V: Futebol de várzea já é diferente porque é, tipo, um compromisso. Pelada, você não tem muito compromisso e a várzea você já tem, porque você está ali cheio de futebol competitivo. Para vencer já é mais responsabilidade. Desde pequeno eu jogava futebol e gostava de jogar futebol, eu sempre quis ser jogador de futebol. Eu me lembro que entrei na escola com sete anos, aí eu chegava em casa e já ia jogar. Minha mãe tinha que me chamar no campinho porque eu não ia fazer lição de casa, ficava até escurecer.

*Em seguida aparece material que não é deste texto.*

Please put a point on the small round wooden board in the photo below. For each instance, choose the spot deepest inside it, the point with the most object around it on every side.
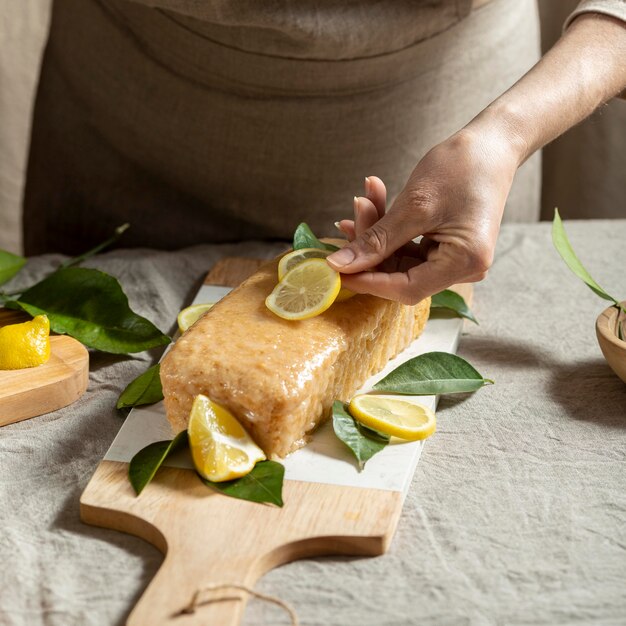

Aprende-se muita coisa jogando futebol na rua, mas o que se aprende não é o principal. Essa era uma ideia compartilhada pelos diferentes atores envolvidos com a escolinha de futebol do CDC Cidade Líder. Criticavam a espontaneidade e as desobrigações atreladas ao futebol de rua e à pelada, culpando-os por manias e ‘vícios’ – “um jeito de jogar todo errado”, afirmou um dos treinadores locais – ostentados pelos garotos nos treinos e jogos dentro da escolinha.
Vale destacar, contudo, a importância das outras práticas acionadas na rua. Pude observar a prática de inúmeros jogos e brincadeiras nas ruas da Cidade Líder: esconde-esconde, bola de gude, pipa, pega- pega. Não era comum, mas vi, em alguns momentos, jogos de taco nas ruas do bairro. Alguns garotos confirmaram que as constantes corridas no jogo do taco ajudam a jogar futebol.
Contudo, o universo da rua não é exclusivamente das brincadeiras das crianças. Em junho de 2007 observei a soltura de balões em uma rua do bairro por um grupo de baloeiros, por volta de sete homens adultos, que me explicaram, um pouco relutantes, o processo de construção dos balões, visto que se trata de uma prática ilegal. Motivo pelo qual privilegiaram destacar as dificuldades atuais da atividade, que levaram à necessidade de formação de agrupamentos de baloeiros.
Contra tudo e todos, a rua permanece, portanto, como um espaço tradicional não só da prática futebolística, mas das práticas lúdicas (corporais, esportivas, festivas) no cenário urbano paulistano, há muitas décadas.
Bibliografia
WACQUANT, Loïc. Corpo e Alma: notas etnográficas de um aprendiz de boxe. Rio de Janeiro: Relume-Dumará, 2002. 294 p.